AXIOS
Three distinct camps are forming around AI: power users, doubters and resisters.
Why it matters: AI isn’t just advancing — it’s fragmenting how people see the world.
The big picture: The disconnect is showing up everywhere — from job-loss fears to data center protests to actual violence.
Doubters still see AI as glitchy chatbots and viral fails. They aren’t using its full capabilities.
Power users run AI agents around the clock, trading tips on how to automate work and decision-making.
Resisters understand AI, think they know where it’s headed and want no part of it.
What they’re saying: “There is a growing gap in understanding of AI capability,” former OpenAI and Tesla AI leader Andrej Karpathy posted on X. He added that many people let a single session with ChatGPT’s free tier define their view of AI.
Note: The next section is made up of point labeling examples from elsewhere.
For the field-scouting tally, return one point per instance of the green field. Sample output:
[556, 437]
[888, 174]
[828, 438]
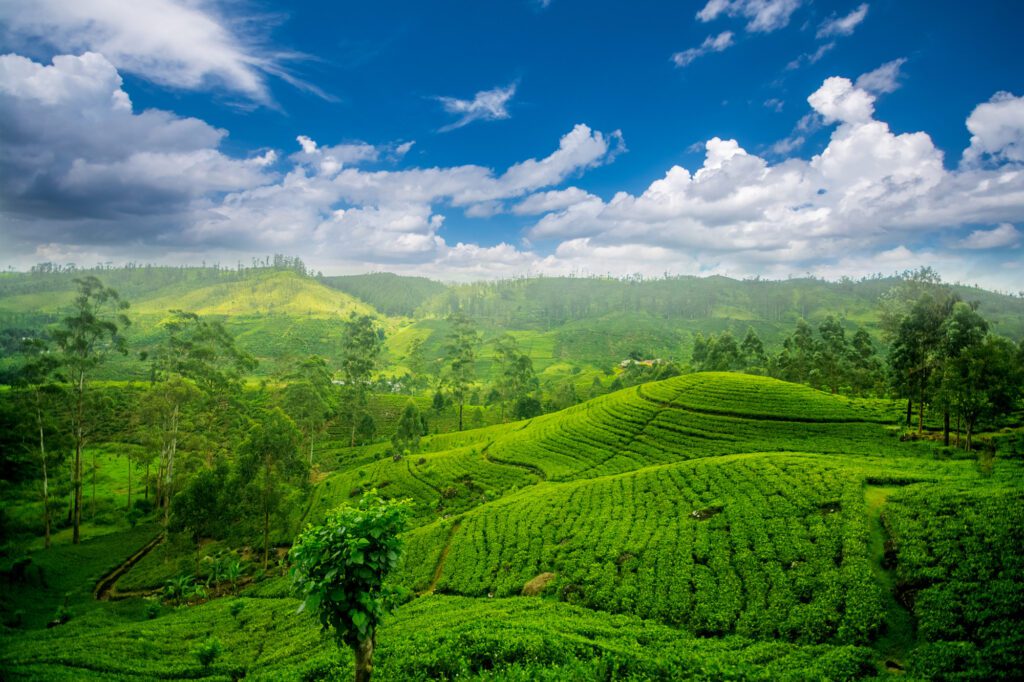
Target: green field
[712, 525]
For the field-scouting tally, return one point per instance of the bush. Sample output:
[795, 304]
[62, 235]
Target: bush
[208, 651]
Meanwhile, Karpathy told the “No Priors” podcast that he now spends 16 hours a day issuing commands to AI agent swarms and rushes to exhaust his tokens every month.
“AI adoption is a tale of two cities,” Box CEO Aaron Levie said on X.
By the numbers: It’s a virtuous cycle. Power users have more success and more productivity boosts than casual users.
Anthropic’s March economic impact report found that experienced users attempt harder tasks and succeed more often.
The result is a new kind of economic gap between advanced users and everyone else.